One nomadic society, the Mongols, gave rise to the largest land empire in history. The Mongols originally consisted of loosely organized nomadic tribes in Mongolia, Manchuria, and Siberia. In the late 12th century, Genghis Khan united them and other nomadic tribes to found the Mongol Empire, which eventually stretched the length of Asia.

The nomadic way of life has become increasingly rare. Many countries have converted pastures into cropland and forced nomadic peoples into permanent settlements.[9]

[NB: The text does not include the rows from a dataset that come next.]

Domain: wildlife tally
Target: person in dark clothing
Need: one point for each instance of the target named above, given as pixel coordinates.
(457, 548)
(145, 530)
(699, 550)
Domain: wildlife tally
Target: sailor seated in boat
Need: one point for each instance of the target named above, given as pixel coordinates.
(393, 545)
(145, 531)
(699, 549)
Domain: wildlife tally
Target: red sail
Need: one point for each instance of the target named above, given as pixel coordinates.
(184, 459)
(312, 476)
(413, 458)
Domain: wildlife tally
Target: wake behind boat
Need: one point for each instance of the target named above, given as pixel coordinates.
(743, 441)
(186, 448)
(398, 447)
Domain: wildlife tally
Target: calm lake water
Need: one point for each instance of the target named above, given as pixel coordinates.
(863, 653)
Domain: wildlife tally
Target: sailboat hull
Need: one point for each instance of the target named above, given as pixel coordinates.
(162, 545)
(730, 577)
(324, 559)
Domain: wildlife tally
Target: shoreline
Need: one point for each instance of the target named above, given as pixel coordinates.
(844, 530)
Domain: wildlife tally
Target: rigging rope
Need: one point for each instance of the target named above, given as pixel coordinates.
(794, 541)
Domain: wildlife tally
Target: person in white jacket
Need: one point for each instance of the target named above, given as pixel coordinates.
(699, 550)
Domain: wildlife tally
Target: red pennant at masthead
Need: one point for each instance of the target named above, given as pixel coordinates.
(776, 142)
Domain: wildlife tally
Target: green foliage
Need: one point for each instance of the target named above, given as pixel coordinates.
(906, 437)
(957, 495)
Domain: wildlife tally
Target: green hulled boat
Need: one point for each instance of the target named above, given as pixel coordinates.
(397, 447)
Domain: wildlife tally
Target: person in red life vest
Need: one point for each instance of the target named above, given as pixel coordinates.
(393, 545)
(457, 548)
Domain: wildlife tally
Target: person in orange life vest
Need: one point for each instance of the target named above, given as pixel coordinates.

Modern forms of nomadic peoples are variously referred to as "shiftless", "gypsies", "rootless cosmopolitans", hunter-gatherers, refugees and urban homeless or street-people, depending on their individual circumstances. These terms may be used in a derogatory sense.

Hunter-gatherers

Starting fire by hand. San people in Botswana.

Hunter-gatherers (also known as foragers) move from campsite to campsite, following game and wild fruits and vegetables. Hunting and gathering describes early peoples' subsistence living style. Following the development of agriculture, most hunter-gatherers were eventually either displaced or converted to farming or pastoralist groups. Only a few contemporary societies are classified as hunter-gatherers; some of these societies supplement, sometimes extensively, their foraging activity with farming or animal husbandry.

Warfare

According to Gérard Chaliand, terrorism originated in nomad-warrior cultures. He points to Machiavelli's classification of war into two types, which Chaliand interprets as describing a difference between warfare in sedentary and nomadic societies:[10]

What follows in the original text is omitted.